Die Revisionsrekursbeantwortung wird, insoweit sie vom Zweitantragsteller erstattet wurde, zurückgewiesen.
Begründung:
[1] Die Erstantragstellerin als Mieterin und die Antragsgegnerin als Vermieterin schlossen am 15. 3. 2018 einen Mietvertrag über eine Wohnung in Wien. Dieses Mietverhältnis begann am 15. 3. 2018 und wurde auf vier Jahre befristet. Als monatlicher Hauptmietzins wurde ein Betrag von 420 EUR (netto) vereinbart.
[2] Am 17. 11. 2020 schloss der Zweitantragsteller mit der Antragsgegnerin eine als „Zusatzvereinbarung zu dem Mietvertrag für das Objekt [...]“ bezeichnete Vereinbarung, wonach der Zweitantragsteller in den Mietvertrag der Erstantragstellerin eintrat und sämtliche Rechte und Pflichten aus diesem Mietvertrag mit 1. 12. 2020 auf ihn übergingen. Sämtliche Bestimmungen des Mietvertrags, insbesondere jene über die Befristung des Vertrags bis 14. 3. 2022, sollten bestehen bleiben. Die Erstantragstellerin trat dieser Vereinbarung bei und verzichtete zu Gunsten des Zweitantragstellers auf ihre Mietrechte. Der Zweitantragsteller und die Antragsgegnerin vereinbarten unter einem einen neuen Hauptmietzins von 480 EUR (netto) pro Monat ab 1. 12. 2020, der dem Zweitantragsteller auch bis zum Ende des Mietverhältnisses am 28. 2. 2022 vorgeschrieben wurde.

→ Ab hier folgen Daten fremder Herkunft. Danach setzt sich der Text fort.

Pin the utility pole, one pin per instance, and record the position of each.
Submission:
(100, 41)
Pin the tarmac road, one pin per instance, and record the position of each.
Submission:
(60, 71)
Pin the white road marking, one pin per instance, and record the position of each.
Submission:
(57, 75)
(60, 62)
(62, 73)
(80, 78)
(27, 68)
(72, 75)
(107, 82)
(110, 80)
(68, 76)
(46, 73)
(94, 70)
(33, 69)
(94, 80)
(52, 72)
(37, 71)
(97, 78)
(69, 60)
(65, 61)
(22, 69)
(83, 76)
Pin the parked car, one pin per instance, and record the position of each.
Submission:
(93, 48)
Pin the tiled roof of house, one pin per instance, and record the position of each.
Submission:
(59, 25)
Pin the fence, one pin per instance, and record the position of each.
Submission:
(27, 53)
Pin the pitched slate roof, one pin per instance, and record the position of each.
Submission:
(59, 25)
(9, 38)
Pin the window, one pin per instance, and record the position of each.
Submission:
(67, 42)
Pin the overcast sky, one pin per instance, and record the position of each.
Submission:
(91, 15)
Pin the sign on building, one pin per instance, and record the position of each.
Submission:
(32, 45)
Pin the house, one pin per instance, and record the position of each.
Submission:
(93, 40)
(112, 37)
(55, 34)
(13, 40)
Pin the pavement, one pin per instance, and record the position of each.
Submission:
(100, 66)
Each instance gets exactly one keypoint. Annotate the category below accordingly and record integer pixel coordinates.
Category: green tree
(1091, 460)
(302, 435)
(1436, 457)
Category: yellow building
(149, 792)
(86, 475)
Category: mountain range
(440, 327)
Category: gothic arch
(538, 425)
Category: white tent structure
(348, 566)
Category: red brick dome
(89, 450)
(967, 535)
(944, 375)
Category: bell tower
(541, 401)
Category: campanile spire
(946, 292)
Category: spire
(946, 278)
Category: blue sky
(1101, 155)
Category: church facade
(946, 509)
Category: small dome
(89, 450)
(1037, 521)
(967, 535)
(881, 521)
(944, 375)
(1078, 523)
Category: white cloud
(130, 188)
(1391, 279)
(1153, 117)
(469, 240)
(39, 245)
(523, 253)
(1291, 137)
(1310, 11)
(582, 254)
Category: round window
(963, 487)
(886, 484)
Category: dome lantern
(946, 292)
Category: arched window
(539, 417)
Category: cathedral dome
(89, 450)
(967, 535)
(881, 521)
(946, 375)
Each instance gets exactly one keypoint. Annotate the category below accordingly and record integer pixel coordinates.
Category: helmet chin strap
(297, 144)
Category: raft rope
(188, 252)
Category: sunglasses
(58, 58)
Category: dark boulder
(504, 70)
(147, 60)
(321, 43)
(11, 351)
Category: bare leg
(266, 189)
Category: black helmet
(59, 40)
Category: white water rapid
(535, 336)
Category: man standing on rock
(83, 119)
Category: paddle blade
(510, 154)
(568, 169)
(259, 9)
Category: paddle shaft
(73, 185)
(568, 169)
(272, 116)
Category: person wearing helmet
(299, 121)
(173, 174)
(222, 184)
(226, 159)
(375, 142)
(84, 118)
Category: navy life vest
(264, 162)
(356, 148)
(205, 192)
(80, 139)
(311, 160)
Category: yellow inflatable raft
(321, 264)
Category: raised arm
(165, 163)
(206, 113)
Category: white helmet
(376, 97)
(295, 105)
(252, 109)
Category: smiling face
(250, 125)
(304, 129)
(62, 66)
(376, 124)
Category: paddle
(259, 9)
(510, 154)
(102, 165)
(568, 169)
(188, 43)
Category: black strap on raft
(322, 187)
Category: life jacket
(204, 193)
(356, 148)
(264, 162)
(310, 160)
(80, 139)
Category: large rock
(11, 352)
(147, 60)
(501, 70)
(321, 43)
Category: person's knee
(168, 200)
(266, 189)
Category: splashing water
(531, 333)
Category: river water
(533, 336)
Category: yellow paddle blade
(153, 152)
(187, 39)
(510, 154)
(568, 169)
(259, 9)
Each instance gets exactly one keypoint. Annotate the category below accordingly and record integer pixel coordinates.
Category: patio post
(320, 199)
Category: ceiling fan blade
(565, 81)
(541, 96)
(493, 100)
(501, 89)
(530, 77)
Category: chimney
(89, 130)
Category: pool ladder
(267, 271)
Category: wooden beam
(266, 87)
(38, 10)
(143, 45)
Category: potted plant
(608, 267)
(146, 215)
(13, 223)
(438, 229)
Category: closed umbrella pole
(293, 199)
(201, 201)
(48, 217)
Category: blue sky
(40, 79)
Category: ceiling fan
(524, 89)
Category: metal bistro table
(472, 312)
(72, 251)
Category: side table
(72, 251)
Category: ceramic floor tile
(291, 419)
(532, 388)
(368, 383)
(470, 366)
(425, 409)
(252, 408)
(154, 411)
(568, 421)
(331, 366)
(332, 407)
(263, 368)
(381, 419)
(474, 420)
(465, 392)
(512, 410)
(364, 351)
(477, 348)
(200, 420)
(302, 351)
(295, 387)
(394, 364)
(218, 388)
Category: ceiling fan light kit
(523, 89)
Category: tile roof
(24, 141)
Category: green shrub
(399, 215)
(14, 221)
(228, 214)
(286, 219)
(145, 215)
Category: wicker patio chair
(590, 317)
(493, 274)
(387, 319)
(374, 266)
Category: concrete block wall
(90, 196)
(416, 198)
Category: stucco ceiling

[3] Mit dem am 22. 1. 2022 bei der Schlichtungsstelle eingebrachten Antrag begehrten die Antragsteller die Überprüfung der Zulässigkeit der vereinbarten Hauptmietzinse.
[4] Das Erstgericht stellte – soweit für das Revisionsrekursverfahren relevant – die zulässigen Hauptmietzinse zu den Stichtagen 15. 3. 2018 und 1. 12. 2020 (Punkt 1.), die Teilunwirksamkeit der Vereinbarungen vom 15. 3. 2018 und 27. 11. 2020 (Punkt 2.) und die daraus resultierende Gesamtüberschreitung gegenüber der Erstantragstellerin im Zeitraum 15. 3. 2018 bis 30. 11. 2020 und gegenüber dem Zweitantragsteller im Folgezeitraum bis 28. 2. 2022 fest (Punkt 3.).
[5] Zu der im Revisionsrekursverfahren (einzig) strittigen Frage, ob der Antrag der Erstantragstellerin nach § 16 Abs 8 MRG bereits präkludiert war, führte das Erstgericht aus, dass die Präklusivfrist des § 16 Abs 8 MRG nach dem klaren Wortlaut des Gesetzes bei befristeten Mietverhältnissen frühestens sechs Monate nach Auflösung des Mietverhältnisses ende. Da der Zweitantragsteller an Stelle der Erstantragstellerin in das bestehende Mietverhältnis eingetreten sei, habe das Mietverhältnis erst am 25. 2. 2022 geendet, sodass keine Präklusion eingetreten sei.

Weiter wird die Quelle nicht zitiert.